Die nachfolgende Beitragsreihe will versuchen die frühen Arbeitswagen in Ausführung, Vielfalt, Einsatzzweck und -zeit sowie Nummerierung darzustellen. Gleichfalls soll auch der Weg zum Straßenbahngüterverkehr in Chemnitz aufgezeigt werden. Der Betrachtungszeitraum beginnt in der Vor-Straßenbahn-Zeit und umfasst einen Großteil der Arbeitswagen bis 1945.

Teil I

Neben den bekannten Fahrzeugen gab es auch Fahrzeuge im Chemnitzer Straßenbahnfahrzeugpark, welche entgegen dem Regulativ für die Pferdebahn bzw. später der jeweiligen Bahnordnungen offenbar keine Betriebsnummer trugen bzw. von denen keine oder nur äußerst wenige Aufnahmen vorliegen. Es gab aber auch Fahrzeuge, welche zeitweise Besonderheiten aufwiesen und somit zu Einzelstücken wurden.
Der folgende Beitrag soll hier einmal versuchen etwas Licht ins Dunkel zu bringen.
Bei den „Nummernlosen“ handelte es sich ausschließlich um Fahrzeuge aus dem Park der Arbeitswagen. Parallel dazu zeichnete sich auch der Weg zum Straßenbahn-Güterverkehr, egal ob für eigene Zwecke oder für Dritte, mit ab.

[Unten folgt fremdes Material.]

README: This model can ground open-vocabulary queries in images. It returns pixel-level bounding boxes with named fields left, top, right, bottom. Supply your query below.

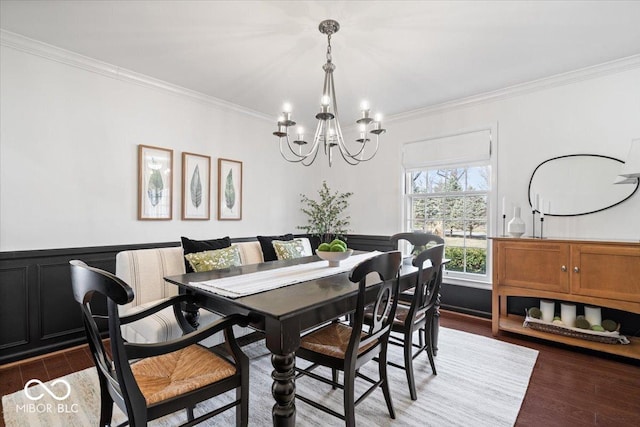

Etwas Vorgeschichte - Arbeitswagen und Güterverkehr zu Pferdebahnzeiten

Aus den Zeiten der Pferdebahn sind Aufnahmen dieses Verkehrsmittels in Chemnitz recht spärlich gesät. Auf den wenigen Aufnahmen aus der Zeit ab 1880 sind ausschließlich Fahrzeuge zur Personenbeförderung erkennbar. Wagen zur Güterbeförderung oder für Arbeitszwecke sind bildlich nicht dargestellt. Der direkte Beweis für deren Existenz kann somit nicht erbracht werden.
Es bleibt also nur das Thema abzuhaken oder einen indirekten Beweis zu finden.
Ich habe mich für den Weg des indirekten Beweises entschieden. Hierzu mussten wieder verfügbare Textquellen gefunden und bewertet werden. Hier standen insbesondere Aussagen zum Nutzungszweck im Vordergrund. Weiterhin war, um das Bild abzurunden, der zeitliche Ansatz zum Thema auch einige Jahre vor den Beginn des Pferdebahnzeitalters ab 1880 zu legen.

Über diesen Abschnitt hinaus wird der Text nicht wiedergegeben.